This puzzle is an harder version of a very famous one. It has been asked many times on PSE, but this time the question is slightly different (1) (2). So please read this question twice before marking as duplicate.
You are given an unlimited set of matches and two different ropes, each rope has the following properties:
- if you light the end of a rope it will burn completely in one hour.
- the fire does not burn the ropes evenly.
That means (for example) that the fire can take only five minutes to burn the first half of a rope and then fifty-five minutes to burn the other half. You cannot make any assumption on the burning speed of the ropes.
You start at time $t=0$ by lighting one or more fires. Afterwards you can instantly light or shut any fire anytime if you want to; you can perform these actions multiple times or simultaneously in a very precise instant of time of your choice.

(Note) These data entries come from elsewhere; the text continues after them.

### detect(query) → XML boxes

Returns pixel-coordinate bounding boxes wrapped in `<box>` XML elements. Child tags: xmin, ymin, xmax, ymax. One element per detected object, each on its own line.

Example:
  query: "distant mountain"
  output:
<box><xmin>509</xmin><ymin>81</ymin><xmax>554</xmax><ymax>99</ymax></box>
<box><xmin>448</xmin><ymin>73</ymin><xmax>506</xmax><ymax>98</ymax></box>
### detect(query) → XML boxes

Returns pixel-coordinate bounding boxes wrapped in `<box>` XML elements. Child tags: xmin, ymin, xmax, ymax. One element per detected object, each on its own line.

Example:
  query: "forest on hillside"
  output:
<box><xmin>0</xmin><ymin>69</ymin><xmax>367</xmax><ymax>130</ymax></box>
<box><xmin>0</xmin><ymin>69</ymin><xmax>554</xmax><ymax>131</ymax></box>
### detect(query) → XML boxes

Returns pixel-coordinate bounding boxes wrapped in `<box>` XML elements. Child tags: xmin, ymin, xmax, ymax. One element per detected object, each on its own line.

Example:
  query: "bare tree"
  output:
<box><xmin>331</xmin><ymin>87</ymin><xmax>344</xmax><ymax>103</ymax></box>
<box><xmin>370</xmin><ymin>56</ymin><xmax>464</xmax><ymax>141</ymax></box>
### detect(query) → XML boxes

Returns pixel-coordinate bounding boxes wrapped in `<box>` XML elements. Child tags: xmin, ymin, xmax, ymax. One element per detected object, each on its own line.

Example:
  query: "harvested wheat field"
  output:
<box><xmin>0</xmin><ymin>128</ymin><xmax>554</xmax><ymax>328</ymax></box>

- Can you measure 45 minutes? (This was the original question).
- Can you measure 10 minutes?
- How many intervals of times can you measure and which are them? Intervals must have an integer duration in minutes.
- What if there were $N$ ropes instead of two?
- What if you were given only 100 matches instead an unlimited number?
(1) Burning ropes as timers
(2) Burning ropes as timers - How many time intervals can be measured?
In the second linked question they state an example of answer: "For example, when N = 1, the answer is 2". That's not valid for this question because they impose some constraints that are not valid here.